W rozmowie z portalem BiznesAlert.pl Grzegorz Wiśniewski, prezes Instytutu Energetyki Odnawialnej, mówi o skutkach podpisanej przez prezydenta Andrzeja Dudę noweli ustawy o OZE.

BiznesAlert.pl: Co dla polskiego sektora odnawialnych źródeł oznacza podpisana przez prezydenta Andrzeja Dudę nowelizacja ustawy o OZE?

Grzegorz Wiśniewski: Byłoby nieuczciwością od Prezydenta zacząć poszukiwania winnych za to co się dzieje i co się stało przy okazji ostatniej nowelizacji ustawy o OZE. Potwierdza to tylko po raz kolejny tezę, że odnawialne źródła energii w Polsce już niewielu obchodzą w sensie politycznym, ale jednocześnie jest agresywna, wpływowa grupa zwolenników technologii schyłkowych, która korzystając z obojętności, albo przyzwolenia politycznego ma szansę dosłownie zniszczyć podstawy do rozwoju zielonej energetyki. OZE nie są traktowane (pomimo takich deklaracji) jako element rynku energii, jako szansa na zrównoważony rozwój gospodarczy czy też wykorzystanie krajowego potencjału przemysłowego lub intelektualnego. Jest to tylko element krótkoterminowej (przy czym krótko oznacza tu skalę czasową tygodni, maksimum miesięcy) polityki i brutalnej gry interesów.

Trudno jest racjonalnie wytłumaczyć, że np. odznacza się Panią dr Malinkiewicz, ponieważ proponuje ona innowacyjne rozwiązania w zakresie OZE, a zaraz potem wprowadza się rozwiązania destabilizujące rynek i zwiększające niepewność inwestorów, a zatem niwelujące szanse dr Malinkiewicz i jej podobnych innowatorów na sukces rynkowy. Jeśli tego rodzaju nowelizacja, uchwalona bez odrobiny szacunku dla procedur legislacyjnych i po raz kolejny z pogwałceniem praw nabytych, może zostać wprowadzona w ramach państwa prawa, to jaką pewność inwestowania mają zwycięzcy ostatnich aukcji czy inni inwestorzy, którzy zrealizowali swoje inwestycje w oparciu o obecnie obowiązujące prawo? W każdej chwili może się okazać, że zadziała „deus ex machina” i państwo, będące teoretycznie gwarantem inwestycji oraz porządku prawnego umyje ręce.

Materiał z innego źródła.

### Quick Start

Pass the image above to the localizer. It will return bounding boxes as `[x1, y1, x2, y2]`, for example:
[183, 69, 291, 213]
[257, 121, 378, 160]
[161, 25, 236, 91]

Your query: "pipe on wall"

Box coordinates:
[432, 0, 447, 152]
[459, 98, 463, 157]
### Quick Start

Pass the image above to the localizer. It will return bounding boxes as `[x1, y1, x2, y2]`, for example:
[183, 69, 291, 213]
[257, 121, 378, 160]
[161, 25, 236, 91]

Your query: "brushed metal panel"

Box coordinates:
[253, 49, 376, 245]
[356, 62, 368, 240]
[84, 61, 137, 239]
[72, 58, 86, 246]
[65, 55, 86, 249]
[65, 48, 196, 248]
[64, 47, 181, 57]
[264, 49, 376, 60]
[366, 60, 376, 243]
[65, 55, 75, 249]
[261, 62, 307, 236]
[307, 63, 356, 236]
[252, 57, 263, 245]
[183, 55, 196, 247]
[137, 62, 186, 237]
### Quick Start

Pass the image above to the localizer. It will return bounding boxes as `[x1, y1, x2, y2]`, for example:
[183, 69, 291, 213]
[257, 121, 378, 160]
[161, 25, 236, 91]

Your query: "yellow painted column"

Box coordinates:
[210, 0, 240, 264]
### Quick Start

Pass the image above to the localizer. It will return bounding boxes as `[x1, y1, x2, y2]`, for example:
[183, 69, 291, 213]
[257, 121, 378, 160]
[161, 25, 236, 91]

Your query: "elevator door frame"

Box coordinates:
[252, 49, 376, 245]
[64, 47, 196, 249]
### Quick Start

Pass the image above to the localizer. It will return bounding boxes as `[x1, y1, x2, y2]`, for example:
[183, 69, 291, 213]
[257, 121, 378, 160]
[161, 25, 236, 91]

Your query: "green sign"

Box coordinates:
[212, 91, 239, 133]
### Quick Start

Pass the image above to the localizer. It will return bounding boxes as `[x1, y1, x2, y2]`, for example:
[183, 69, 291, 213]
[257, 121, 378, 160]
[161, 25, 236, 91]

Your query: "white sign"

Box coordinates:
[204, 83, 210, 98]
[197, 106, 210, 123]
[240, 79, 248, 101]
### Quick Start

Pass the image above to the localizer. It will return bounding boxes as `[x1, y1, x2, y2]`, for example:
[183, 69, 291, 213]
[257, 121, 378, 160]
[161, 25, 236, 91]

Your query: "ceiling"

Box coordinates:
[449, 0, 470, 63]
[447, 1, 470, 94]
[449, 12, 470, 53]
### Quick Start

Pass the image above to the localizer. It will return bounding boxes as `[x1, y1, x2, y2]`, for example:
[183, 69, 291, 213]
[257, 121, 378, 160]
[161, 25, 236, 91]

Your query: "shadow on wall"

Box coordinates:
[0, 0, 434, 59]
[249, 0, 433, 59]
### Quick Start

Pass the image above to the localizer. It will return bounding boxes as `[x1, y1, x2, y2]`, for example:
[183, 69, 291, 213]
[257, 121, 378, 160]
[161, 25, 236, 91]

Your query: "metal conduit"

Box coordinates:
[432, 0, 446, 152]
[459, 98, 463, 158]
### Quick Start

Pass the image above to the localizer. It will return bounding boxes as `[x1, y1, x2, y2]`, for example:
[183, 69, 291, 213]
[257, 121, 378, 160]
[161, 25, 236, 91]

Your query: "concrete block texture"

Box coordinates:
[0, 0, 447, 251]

Czy była szansa na to, aby Prezydent zawetował ustawę?

Prezydent jest tylko ostatnią instancją w całej procedurze, a jego rola zamyka się w obrębie jego konstytucyjnych uprawnień. Osobiście, jako członek NRR (Narodowej Rady Rozwoju – przyp. red.), rekomendowałem Prezydentowi niepodpisywanie nowelizacji ustawy i zastosowanie weta, lub odesłanie do Trybunału Konstytucyjnego. Jak sądzę moja rekomendacja była poważnie rozważana (o czym świadczy choćby czas po jakim Pan Prezydent ostatecznie ustawę podpisał), nie znaleziono jednak dostatecznych przyczyn leżących w obszarze kompetencji Prezydenta, aby mógł on tę szkodliwą nowelizację zatrzymać. Nawet jeżeli to śp. Prezydent Lech Kaczyński w 2007 roku w najlepszej wierze (bezpieczeństwo energetyczne i inne ważne powody) podpisał Pakiet Klimatyczny, to jednak nie Prezydent odpowiada za niezrealizowanie przez Polskę celów OZE na 2020 rok.

Smutne jest to, że do najwyższej i ostatniej instancji w państwie należy się odwoływać w sprawach, które powinny zostać zablokowane przez rząd, rozstrzygnięte na etapie konsultacji publicznych lub w komisjach sejmowych, z udziałem interesariuszy, albo już post factum (bynajmniej nie w trybie 21 dni jakie konstytucja daje Prezydentowi)  prześwietlone przez NIK. To nie tylko najmniejsza Energa w portfolio spółek energetycznych skarbu państwa, która stała się symbolem niechlubnej legislacji, ale wszystkie państwowe koncerny energetyczne przy pomocy resortu energii bezwiednie  przerzuciły na skarb państwa swoje zobowiązania wtedy gdy stały się dla nich niewygodne.